Qual è il codice denotativo del concetto? Cioè che può essere messo al di fuori del concetto e che rappresenta il concetto, che cos’è? Che cosa può fungere da apice del concetto e da punto mediano e asse di congiunzione dell’intuizione? La soglia stessa, diremmo senza sforzare troppo la fantasia. Ma c’è una soglia anche nell’uomo. Io ho 48 anni e questi sono la soglia che mi permette di entrare nei 49. Devo attraversare tutti i 48 anni per poter accedere all’età successiva: bisogna attraversare la soglia per portarsi oltre la soglia.

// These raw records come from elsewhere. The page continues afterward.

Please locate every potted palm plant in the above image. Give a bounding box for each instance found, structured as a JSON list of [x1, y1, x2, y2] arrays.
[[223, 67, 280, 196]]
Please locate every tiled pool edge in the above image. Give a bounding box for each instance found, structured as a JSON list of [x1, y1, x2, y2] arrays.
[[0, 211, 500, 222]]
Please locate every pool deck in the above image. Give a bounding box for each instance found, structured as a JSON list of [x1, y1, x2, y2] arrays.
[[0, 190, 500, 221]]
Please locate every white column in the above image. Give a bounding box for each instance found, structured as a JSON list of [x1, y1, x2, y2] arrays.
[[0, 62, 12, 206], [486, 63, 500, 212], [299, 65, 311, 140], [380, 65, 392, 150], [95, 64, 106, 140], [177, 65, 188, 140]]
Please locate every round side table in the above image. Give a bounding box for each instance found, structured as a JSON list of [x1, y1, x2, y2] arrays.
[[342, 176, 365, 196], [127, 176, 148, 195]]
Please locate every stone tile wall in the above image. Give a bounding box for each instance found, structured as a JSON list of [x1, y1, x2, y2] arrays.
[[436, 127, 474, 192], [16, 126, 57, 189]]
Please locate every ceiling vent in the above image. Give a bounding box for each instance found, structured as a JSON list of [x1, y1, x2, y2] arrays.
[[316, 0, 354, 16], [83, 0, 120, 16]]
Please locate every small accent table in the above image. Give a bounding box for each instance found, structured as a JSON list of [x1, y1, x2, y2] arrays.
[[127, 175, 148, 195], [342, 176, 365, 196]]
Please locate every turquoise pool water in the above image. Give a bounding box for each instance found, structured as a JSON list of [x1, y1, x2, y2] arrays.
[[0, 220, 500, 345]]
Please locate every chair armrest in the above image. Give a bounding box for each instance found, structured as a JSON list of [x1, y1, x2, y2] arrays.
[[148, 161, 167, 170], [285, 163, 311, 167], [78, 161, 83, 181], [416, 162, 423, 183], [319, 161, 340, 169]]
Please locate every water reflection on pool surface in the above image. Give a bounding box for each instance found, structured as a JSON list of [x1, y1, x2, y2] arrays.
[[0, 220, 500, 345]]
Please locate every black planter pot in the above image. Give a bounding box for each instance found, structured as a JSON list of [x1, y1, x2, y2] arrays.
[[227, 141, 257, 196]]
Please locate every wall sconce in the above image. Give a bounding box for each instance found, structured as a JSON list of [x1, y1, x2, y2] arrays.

La domanda è: ma se oltre la soglia non ci fosse niente? «Difficile non è nuotare contro la corrente/ ma salire nel cielo e non trovarci niente» cantava Ivano Fossati in Lindbergh qualche anno fa. E se la soglia denotativamente (come fra intuizione e concetto) separasse il tutto dal niente? Ma poi: cos’è questo tutto? L’etica? La politica? L’antropologia? L’essere umano? E se anche questo tutto presunto (le intere società, per esempio) non fossero in realtà che una parte del tutto?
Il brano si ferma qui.